Accordingly, what we eat is yet another way in which we differ from our primate kin. Contemporary human populations the world over have diets richer in calories and nutrients than those of our cousins, the great apes. So when and how did our ancestors' eating habits diverge from those of other primates? Further, to what extent have modern humans departed from the ancestral dietary pattern?
Scientific interest in the evolution of human nutritional requirements has a long history.
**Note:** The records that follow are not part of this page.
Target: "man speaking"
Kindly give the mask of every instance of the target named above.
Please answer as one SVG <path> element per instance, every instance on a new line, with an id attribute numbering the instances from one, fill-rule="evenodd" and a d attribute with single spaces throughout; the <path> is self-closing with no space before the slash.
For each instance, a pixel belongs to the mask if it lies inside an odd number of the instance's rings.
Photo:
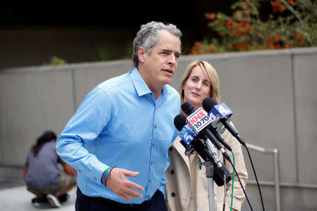
<path id="1" fill-rule="evenodd" d="M 182 33 L 151 22 L 133 41 L 132 71 L 97 86 L 56 142 L 61 158 L 77 170 L 75 209 L 167 210 L 168 149 L 177 135 L 180 100 L 169 86 Z"/>

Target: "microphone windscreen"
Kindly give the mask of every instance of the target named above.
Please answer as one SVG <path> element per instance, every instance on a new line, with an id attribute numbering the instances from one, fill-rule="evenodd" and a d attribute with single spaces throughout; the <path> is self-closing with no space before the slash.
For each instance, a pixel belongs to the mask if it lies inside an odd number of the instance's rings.
<path id="1" fill-rule="evenodd" d="M 182 110 L 188 116 L 195 111 L 195 108 L 189 102 L 185 102 L 182 103 Z"/>
<path id="2" fill-rule="evenodd" d="M 186 124 L 186 117 L 181 114 L 174 117 L 174 125 L 178 131 L 181 131 L 182 128 Z"/>
<path id="3" fill-rule="evenodd" d="M 211 108 L 217 104 L 217 101 L 211 97 L 206 97 L 202 101 L 203 108 L 207 113 L 209 113 Z"/>

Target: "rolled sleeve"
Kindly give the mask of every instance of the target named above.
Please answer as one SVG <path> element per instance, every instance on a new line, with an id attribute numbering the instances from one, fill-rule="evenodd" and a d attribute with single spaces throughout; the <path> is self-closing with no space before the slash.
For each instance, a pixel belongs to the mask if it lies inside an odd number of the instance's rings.
<path id="1" fill-rule="evenodd" d="M 56 152 L 66 162 L 101 183 L 108 167 L 85 147 L 94 141 L 109 121 L 111 103 L 105 91 L 93 89 L 82 101 L 56 141 Z"/>

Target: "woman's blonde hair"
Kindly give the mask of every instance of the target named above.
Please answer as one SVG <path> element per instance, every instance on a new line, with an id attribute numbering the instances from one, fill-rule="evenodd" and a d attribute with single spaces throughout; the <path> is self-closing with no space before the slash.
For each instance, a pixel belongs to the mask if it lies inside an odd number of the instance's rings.
<path id="1" fill-rule="evenodd" d="M 184 89 L 182 87 L 186 84 L 192 69 L 194 67 L 199 65 L 202 70 L 205 70 L 208 74 L 208 77 L 211 81 L 210 93 L 209 96 L 215 99 L 218 103 L 220 103 L 220 95 L 219 95 L 219 78 L 218 77 L 217 72 L 213 67 L 205 60 L 194 60 L 190 63 L 186 68 L 185 74 L 182 75 L 180 80 L 180 89 L 178 93 L 180 96 L 180 100 L 182 105 L 184 103 Z"/>

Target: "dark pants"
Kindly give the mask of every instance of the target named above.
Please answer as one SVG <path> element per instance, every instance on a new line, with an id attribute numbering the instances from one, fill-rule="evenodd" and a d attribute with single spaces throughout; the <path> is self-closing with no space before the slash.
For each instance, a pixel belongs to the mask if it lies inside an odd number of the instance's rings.
<path id="1" fill-rule="evenodd" d="M 157 190 L 149 200 L 142 204 L 123 204 L 101 197 L 90 197 L 82 194 L 77 188 L 75 204 L 76 211 L 167 211 L 164 196 Z"/>

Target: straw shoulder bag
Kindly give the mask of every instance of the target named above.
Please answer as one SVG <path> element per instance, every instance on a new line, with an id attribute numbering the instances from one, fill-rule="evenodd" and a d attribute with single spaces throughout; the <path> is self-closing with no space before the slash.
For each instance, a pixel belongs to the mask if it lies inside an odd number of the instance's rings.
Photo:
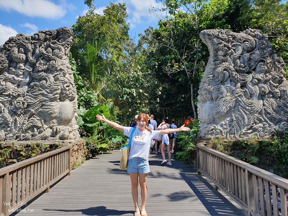
<path id="1" fill-rule="evenodd" d="M 130 147 L 131 145 L 131 141 L 133 138 L 133 135 L 134 134 L 134 132 L 135 131 L 136 128 L 134 128 L 132 130 L 131 134 L 130 134 L 130 138 L 129 139 L 129 142 L 128 144 L 125 147 L 121 148 L 120 151 L 122 152 L 122 157 L 120 160 L 120 164 L 119 166 L 122 170 L 124 170 L 127 168 L 127 164 L 128 163 L 128 157 L 129 156 L 129 151 L 130 150 Z"/>

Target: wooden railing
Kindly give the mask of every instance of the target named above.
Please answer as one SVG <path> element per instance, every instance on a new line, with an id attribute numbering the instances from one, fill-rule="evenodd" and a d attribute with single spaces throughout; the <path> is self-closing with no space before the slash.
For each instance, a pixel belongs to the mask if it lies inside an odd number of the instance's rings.
<path id="1" fill-rule="evenodd" d="M 198 173 L 249 216 L 287 216 L 288 180 L 202 145 L 197 154 Z"/>
<path id="2" fill-rule="evenodd" d="M 71 147 L 63 147 L 0 169 L 0 216 L 8 216 L 65 175 Z"/>

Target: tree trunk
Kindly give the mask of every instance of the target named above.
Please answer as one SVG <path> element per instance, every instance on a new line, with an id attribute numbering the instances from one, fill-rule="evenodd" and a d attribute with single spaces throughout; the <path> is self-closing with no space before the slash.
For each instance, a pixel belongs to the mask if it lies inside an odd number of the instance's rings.
<path id="1" fill-rule="evenodd" d="M 197 118 L 197 111 L 195 107 L 195 104 L 194 103 L 194 96 L 193 94 L 193 89 L 194 88 L 193 83 L 191 84 L 190 87 L 191 87 L 191 103 L 192 105 L 192 108 L 193 109 L 193 112 L 194 113 L 194 119 L 196 119 Z"/>

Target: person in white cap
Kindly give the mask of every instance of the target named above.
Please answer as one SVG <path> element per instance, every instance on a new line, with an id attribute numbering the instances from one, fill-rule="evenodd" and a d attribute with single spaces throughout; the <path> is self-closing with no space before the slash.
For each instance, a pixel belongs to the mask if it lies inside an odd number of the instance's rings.
<path id="1" fill-rule="evenodd" d="M 137 126 L 137 123 L 136 122 L 136 120 L 137 119 L 137 118 L 138 118 L 138 115 L 136 115 L 134 117 L 134 122 L 131 124 L 131 126 L 130 126 L 131 128 L 136 128 L 136 127 Z"/>
<path id="2" fill-rule="evenodd" d="M 151 141 L 163 134 L 181 131 L 188 131 L 190 129 L 183 125 L 176 129 L 167 128 L 161 130 L 153 130 L 148 128 L 148 118 L 146 114 L 139 114 L 136 120 L 137 127 L 134 130 L 133 128 L 124 127 L 107 119 L 104 114 L 96 115 L 97 120 L 101 120 L 113 128 L 122 131 L 124 135 L 131 136 L 132 139 L 128 156 L 127 172 L 131 180 L 132 197 L 135 206 L 134 216 L 147 216 L 145 209 L 147 190 L 147 175 L 150 172 L 148 155 Z M 131 134 L 132 131 L 133 133 Z M 170 152 L 170 151 L 169 151 Z M 140 211 L 138 203 L 138 187 L 141 188 L 142 200 Z"/>

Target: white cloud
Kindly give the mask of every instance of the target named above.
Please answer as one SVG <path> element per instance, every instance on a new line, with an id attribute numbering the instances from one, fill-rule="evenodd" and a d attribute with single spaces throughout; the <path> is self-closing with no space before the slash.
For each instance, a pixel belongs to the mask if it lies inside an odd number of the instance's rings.
<path id="1" fill-rule="evenodd" d="M 81 15 L 80 15 L 80 16 L 85 16 L 85 15 L 86 15 L 86 13 L 87 13 L 87 12 L 88 12 L 89 10 L 89 9 L 88 9 L 87 8 L 84 9 L 84 10 L 82 11 L 82 13 L 81 13 Z"/>
<path id="2" fill-rule="evenodd" d="M 48 0 L 1 0 L 0 9 L 16 11 L 30 17 L 54 19 L 62 17 L 66 13 L 66 1 L 56 5 Z M 64 4 L 64 3 L 65 3 Z"/>
<path id="3" fill-rule="evenodd" d="M 94 10 L 94 12 L 96 13 L 96 14 L 98 14 L 100 15 L 103 15 L 104 13 L 103 13 L 103 10 L 106 8 L 106 7 L 101 7 L 98 8 L 96 8 L 96 9 Z M 88 7 L 86 7 L 82 11 L 82 12 L 81 13 L 81 15 L 80 15 L 77 16 L 76 17 L 75 17 L 75 19 L 77 19 L 78 18 L 79 16 L 85 16 L 86 15 L 86 13 L 87 13 L 89 10 L 89 9 L 88 8 Z"/>
<path id="4" fill-rule="evenodd" d="M 126 4 L 129 15 L 127 21 L 130 23 L 131 28 L 137 26 L 137 24 L 149 23 L 158 19 L 150 14 L 149 10 L 158 11 L 158 8 L 161 8 L 162 5 L 155 0 L 141 0 L 141 3 L 139 2 L 139 0 L 119 0 L 118 2 Z"/>
<path id="5" fill-rule="evenodd" d="M 11 27 L 5 26 L 0 24 L 0 44 L 3 44 L 12 36 L 16 36 L 18 33 Z"/>
<path id="6" fill-rule="evenodd" d="M 38 31 L 38 27 L 34 24 L 26 22 L 19 25 L 22 27 L 26 27 L 29 29 L 25 33 L 25 34 L 27 35 L 33 35 Z"/>
<path id="7" fill-rule="evenodd" d="M 96 8 L 96 10 L 94 11 L 94 12 L 96 14 L 98 14 L 100 15 L 103 15 L 104 14 L 103 11 L 104 10 L 104 9 L 106 8 L 106 7 L 99 7 L 98 8 Z"/>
But relevant investigations started gaining momentum after 1985, when S. Boyd Eaton and Melvin J. Konner of Emory University published a seminal paper in the New England Journal of Medicine entitled "Paleolithic Nutrition." They argued that the prevalence in modern societies of many chronic diseases--obesity, hypertension, coronary heart disease and diabetes, among them--is the consequence of a mismatch between modern dietary patterns and the type of diet that our species evolved to eat as prehistoric hunter-gatherers. Since then, however, understanding of the evolution of human nutritional needs has advanced considerably-- thanks in large part to new comparative analyses of traditionally living human populations and other primates--and a more nuanced picture has emerged. We now know that humans have evolved not to subsist on a single, Paleolithic diet but to be flexible eaters, an insight that has important implications for the current debate over what people today should eat in order to be healthy.
To appreciate the role of diet in human evolution, we must remember that the search for food, its consumption and, ultimately, how it is used for biological processes are all critical aspects of an organism's ecology. The energy dynamic between organisms and their environments--that is, energy expended in relation to energy acquired--has important adaptive consequences for survival and reproduction. These two components of Darwinian fitness are reflected in the way we divide up an animal's energy budget. Maintenance energy is what keeps an animal alive on a day-to-day basis. Productive energy, on the other hand, is associated with producing and raising offspring for the next generation. For mammals like ourselves, this must cover the increased costs that mothers incur during pregnancy and lactation.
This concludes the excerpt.